Governor Deval Patrick today announced that Massachusetts has been awarded an $11.67 million grant from the Obama Administration's U.S. Department of Labor that will expand the Patrick Administration's Social Innovation Financing juvenile justice project by providing additional success payments tied to increases in employment and reductions in recidivism.
"Social innovation financing is helping us shape our future by creating innovative tools to tackle long term social issues," said Governor Patrick. "I thank the Obama Administration for recognizing the potential social innovation financing has to help us change the delivery of state services to save money and improve program performance. This grant will help create brighter futures for some of our most vulnerable youth."
"This grant will allow the Commonwealth to expand the scope of our Social Innovation Financing juvenile justice project aimed at helping to put at-risk youth on a path to success," said Secretary of Administration and Finance Glen Shor. "Through this innovative, results-oriented project, we can achieve better outcomes while stretching every taxpayer dollar as far as possible."

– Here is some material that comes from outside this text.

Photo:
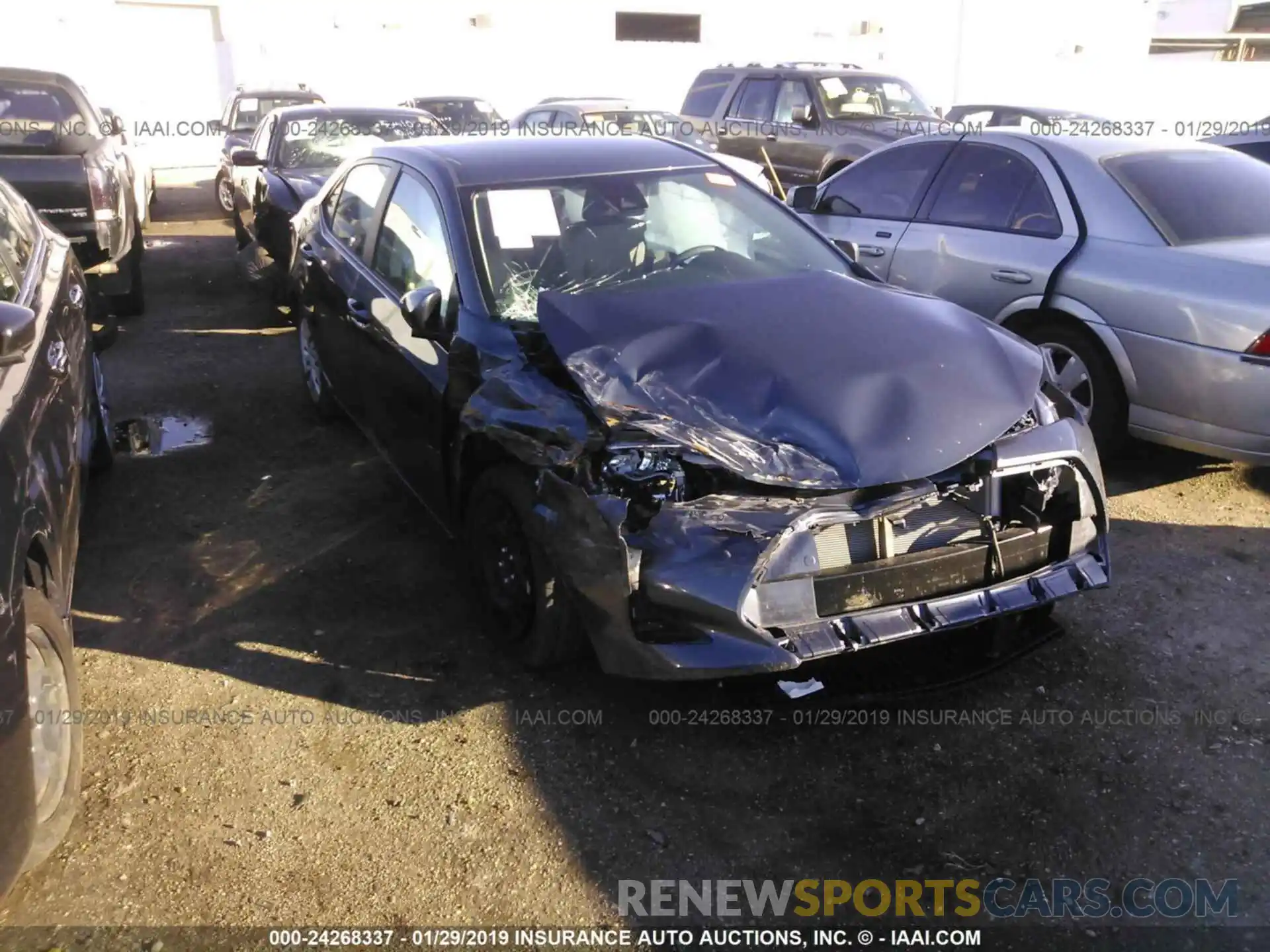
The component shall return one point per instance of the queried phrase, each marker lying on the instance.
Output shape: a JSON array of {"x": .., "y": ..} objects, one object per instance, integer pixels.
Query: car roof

"All youth deserve a promising future," said Secretary of Labor and Workforce Development Joanne F. Goldstein. "We thank the Department of Labor for these resources as we work together with partnering organizations and vulnerable communities to promote employment opportunities for some of our most high-risk youth."
Through competitive procurements, the Commonwealth has preliminarily selected Roca as the service provider and Third Sector Capital Partners as the project intermediary for the juvenile justice initiative. Roca's nation-leading intervention model has been successfully helping the most high-risk young people break the destructive cycles of poverty, violence and perpetual incarceration. Third Sector Capital Partners is a nonprofit organization that delivers strategic financial solutions in support of evidence-based programs that serve the nation's most vulnerable communities.
In January of 2012, the Patrick Administration announced its plan to allow Massachusetts to enter into "pay for success" contracts designed to encourage innovative solutions to social problems, improve the performance of government and save taxpayer money. In August of 2012, the Administration announced it had taken the next step toward finalizing these agreements by announcing apparent successful bidders for pay for success contracts to address juvenile justice and chronic homelessness.
The Administration is partnering with Roca and Third Sector Capital Partners to support youth aging out of the juvenile justice and probation systems so as to assist them in making successful transitions to adulthood. This contract will be designed with the specific goal of reducing recidivism and improving education and employment outcomes over several years for a significant segment of the more than 750 youth who exit the juvenile justice system, and the several thousand who exit the probation system annually. The U.S Department of Labor Grant will allow the Commonwealth to expand the scope of this project to serve nearly 400 additional at-risk youth.